近代人にはこの「夕べの暗がり」に想像が回らない。商業電力が普及したのは20世紀の初頭、スイッチ一つで闇を明るく変える。以前には暗くなっても、薄い闇の間しばらくは灯火なしであったろう小筆は推察するのです。では、どれほどの暗さになったら灯をともすのか、部屋にこもる二人に召使いがランプを運ぶまでは薄い暗がりだったであろうが、その薄さに見当がつかない。そして二人の闇に何が起こったのか;

ジェロームにはジュリエットの表情がよく見えない。彼女は「己を見ている」筈だが開けているその目が見えなかった。そしてその姿は「とても美しいと見えた」。目も輪郭もはっきりしない暗さなのに、なぜ美しい顔とジェロームは見たのか。理不尽なのだが、闇を抜けて美醜を感ずる仕組みを人は持つ。ジュリエットの愛くるしい娘時代の顔を闇の幕間にジェロームが「見た」のである。

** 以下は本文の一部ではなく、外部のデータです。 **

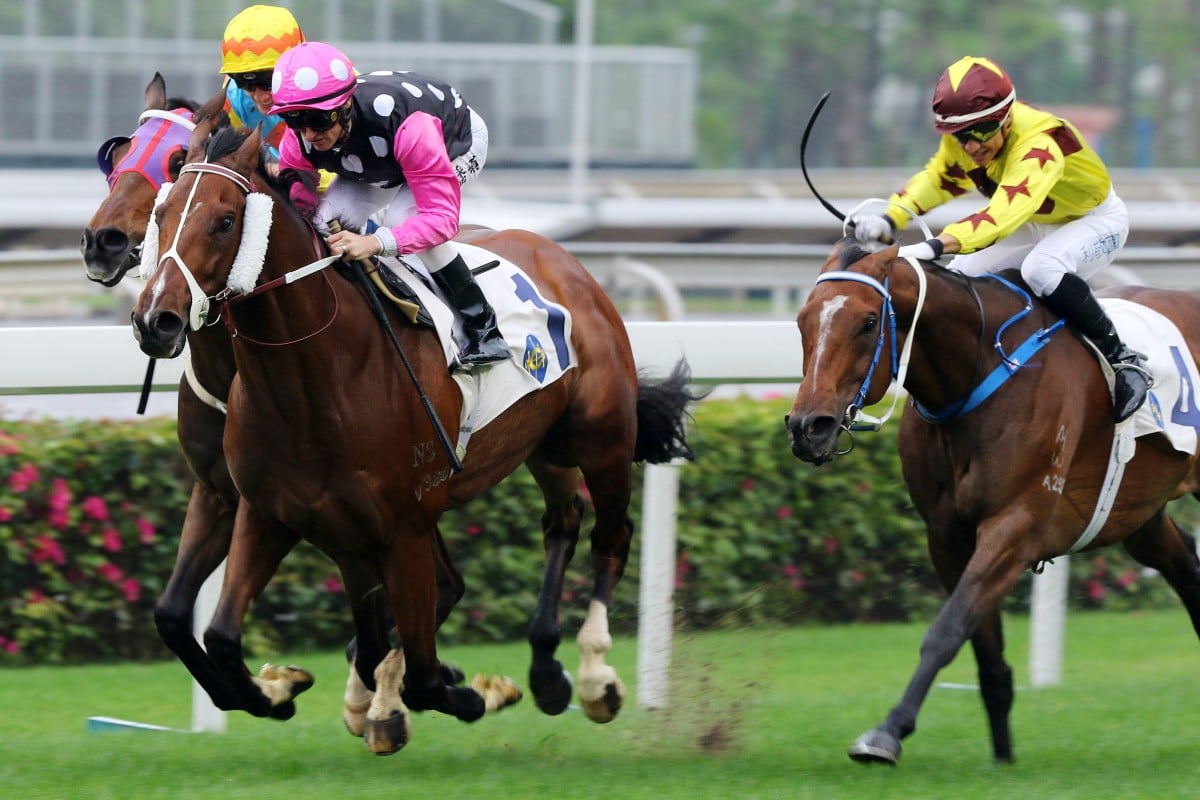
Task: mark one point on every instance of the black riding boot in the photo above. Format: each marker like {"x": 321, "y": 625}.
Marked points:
{"x": 1074, "y": 301}
{"x": 484, "y": 341}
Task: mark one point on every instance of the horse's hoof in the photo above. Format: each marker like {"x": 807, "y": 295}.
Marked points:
{"x": 282, "y": 711}
{"x": 451, "y": 674}
{"x": 498, "y": 691}
{"x": 876, "y": 747}
{"x": 294, "y": 679}
{"x": 385, "y": 737}
{"x": 605, "y": 708}
{"x": 552, "y": 696}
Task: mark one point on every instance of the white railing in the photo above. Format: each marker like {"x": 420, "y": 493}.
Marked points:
{"x": 106, "y": 359}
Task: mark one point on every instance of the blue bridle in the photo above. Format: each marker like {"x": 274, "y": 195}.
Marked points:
{"x": 899, "y": 362}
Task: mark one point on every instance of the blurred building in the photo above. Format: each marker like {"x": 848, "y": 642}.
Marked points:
{"x": 73, "y": 72}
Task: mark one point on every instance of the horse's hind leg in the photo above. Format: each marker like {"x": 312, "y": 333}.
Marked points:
{"x": 995, "y": 684}
{"x": 549, "y": 681}
{"x": 1162, "y": 546}
{"x": 601, "y": 692}
{"x": 970, "y": 612}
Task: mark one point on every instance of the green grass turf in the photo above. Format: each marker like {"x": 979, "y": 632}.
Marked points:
{"x": 753, "y": 714}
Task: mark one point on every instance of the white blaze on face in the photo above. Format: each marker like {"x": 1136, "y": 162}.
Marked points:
{"x": 828, "y": 310}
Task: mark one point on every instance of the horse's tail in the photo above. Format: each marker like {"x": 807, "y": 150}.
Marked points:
{"x": 663, "y": 416}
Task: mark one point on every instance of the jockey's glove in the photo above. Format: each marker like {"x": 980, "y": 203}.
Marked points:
{"x": 927, "y": 251}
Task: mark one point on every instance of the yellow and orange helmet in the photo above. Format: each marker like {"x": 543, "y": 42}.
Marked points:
{"x": 256, "y": 37}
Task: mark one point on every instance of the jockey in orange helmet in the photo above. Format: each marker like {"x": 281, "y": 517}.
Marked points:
{"x": 1051, "y": 209}
{"x": 252, "y": 42}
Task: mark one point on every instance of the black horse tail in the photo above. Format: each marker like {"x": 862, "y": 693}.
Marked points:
{"x": 663, "y": 416}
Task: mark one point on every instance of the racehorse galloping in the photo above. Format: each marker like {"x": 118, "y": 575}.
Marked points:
{"x": 328, "y": 439}
{"x": 1007, "y": 474}
{"x": 137, "y": 167}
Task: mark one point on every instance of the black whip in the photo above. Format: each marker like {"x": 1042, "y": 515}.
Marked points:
{"x": 804, "y": 169}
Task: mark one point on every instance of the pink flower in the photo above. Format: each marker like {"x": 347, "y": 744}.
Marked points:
{"x": 111, "y": 540}
{"x": 111, "y": 572}
{"x": 60, "y": 504}
{"x": 23, "y": 477}
{"x": 95, "y": 507}
{"x": 145, "y": 530}
{"x": 47, "y": 549}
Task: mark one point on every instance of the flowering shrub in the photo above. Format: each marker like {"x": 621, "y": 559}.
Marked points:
{"x": 90, "y": 515}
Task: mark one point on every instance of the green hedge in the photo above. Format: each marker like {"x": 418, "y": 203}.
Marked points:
{"x": 90, "y": 513}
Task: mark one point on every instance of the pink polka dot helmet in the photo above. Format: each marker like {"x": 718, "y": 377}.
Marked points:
{"x": 312, "y": 74}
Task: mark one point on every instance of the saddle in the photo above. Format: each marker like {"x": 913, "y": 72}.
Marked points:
{"x": 389, "y": 288}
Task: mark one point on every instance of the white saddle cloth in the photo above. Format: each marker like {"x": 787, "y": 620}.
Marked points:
{"x": 537, "y": 330}
{"x": 1170, "y": 408}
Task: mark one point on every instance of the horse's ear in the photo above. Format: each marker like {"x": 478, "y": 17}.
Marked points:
{"x": 197, "y": 140}
{"x": 156, "y": 92}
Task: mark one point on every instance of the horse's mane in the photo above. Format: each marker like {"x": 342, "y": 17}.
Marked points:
{"x": 851, "y": 253}
{"x": 183, "y": 102}
{"x": 226, "y": 140}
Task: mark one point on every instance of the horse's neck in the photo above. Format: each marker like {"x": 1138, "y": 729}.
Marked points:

立ち上がるも、すぐさま崩れ落ちた。ジュリエットは泣いていた。

なぜ泣いているとジェロームに分かるのか。それは忍び泣きではない、しゃくり上げでもまして号泣でもない。ジュリエットは声も音も立てずにで泣いていたのだ。落ちる涙が光ったからである。ジェロームは闇を切る一閃の涙の垂れで泣き顔を察したのだ。

なぜ泣いたのか。

優しく頼もしく、経営力のある夫。子に恵まれ、ニームの中心地に居を構える奥方様の身分。さいなむ悲しみを隠す筈はない。でも泣いた。

ジェロームがジュリエットを「美しいElle me parraissait tres belle」と見てしまったからだ。

ちょっとフランス語;

美しい形容詞はbeau、女性形はbelle。頻繁に口にする語ではない、強すぎる。あなたがちょいと知ってるフランス女性に「t’es belle お前、綺麗だ」と言うとあなたの感情の動き、お前を好きの意味も伝えることになる。見てくれの良さのみを伝えるなら「t’es eleganteエレガントだね」と軽くいなすほうが、ひじ鉄喰わず無難。

 

はからずも美しいとジュリエットを見たジェロームの心の揺れが、言葉に出ず表情にも漏れず、しかし夕の暗がりを通して、いや、暗がりだからこそ、ジュリエットに伝わった。「なぜ今になって」はジュリエットの心の深層の悔やみ。

重苦しさから逃れようと立ち上がり、沈黙から離れたくとも心はここ、ジェロームに居続けたいとへたり込んだ。
本の最終行を引用する。<elle passa ses mains sur son visage et il me parut qu'elle pleurait. Une servante entra, qui portait la lampe> 彼女は手を顔に当てた、私には泣いていると思えた。女中がランプを持ち、部屋に入った。

その居すまいを、誰からも見分けられなかったジュリエットが、どの様で座り続けていたか。この語り小説はそこで終わる。

さめざめとジュリエットは泣いた。